Installing from a corrupted package sounds like a disaster waiting to happen. As Alain said, I would look at the root cause and fix it.


----------



## bangmyhead (Sep 19, 2022)

I don't know, it fails while installing but if I retry it finally works


----------



## covacat (Sep 19, 2022)

i had a bad cpu that was causing a similar problem
problem went away after changing the cpu
more often than not large network transfers were bad 
looked like dma transfers weren't cleaning cpu caches or something


----------



## larshenrikoern (Sep 19, 2022)

Could be a lot of thing. These are just suggestions:

Timed out connections
Memory failure
Missing discard of an SSD (have experienced that myself)
Are you overlocking (or overclocking parts of your system)
On a new Alderlake. Then try to disable the P-cores
and ???????


----------



## Tieks (Sep 19, 2022)

bangmyhead said:


> it fails while installing but if I retry it finally works


Retrying while ignoring an error will lead to corrupted package installations.
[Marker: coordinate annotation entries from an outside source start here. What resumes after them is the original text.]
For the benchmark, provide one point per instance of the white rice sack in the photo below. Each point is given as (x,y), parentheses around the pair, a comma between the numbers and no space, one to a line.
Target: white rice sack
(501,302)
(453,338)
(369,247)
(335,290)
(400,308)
Save a few of those downloaded files until you have a combination of a .pkg file with a good and a bad checksum. Then compare those files with `diff good-file bad-file`. If the files differ the download went wrong. If identical, then calculation of the checksum went wrong. Probably because of a CPU/RAM problem, as pointed out here before..


----------



## bangmyhead (Sep 19, 2022)

For example, I am trying to install KDE and I got this:

`# pkg install --quiet --yes kde5 plasma5-sddm-kcm sddm
pkg: py39-numpy-1.22.4_1,1 failed checksum from repository`

Now if I run the install again it can pass it and maybe fail in another and so on, till it finish installing, but sometimes need to run de install a lot of times....


----------



## SirDice (Sep 19, 2022)

bangmyhead said:


> Now if I run the install again it can pass it and maybe fail in another and so on, till it finish installing, but sometimes need to run de install a lot of times....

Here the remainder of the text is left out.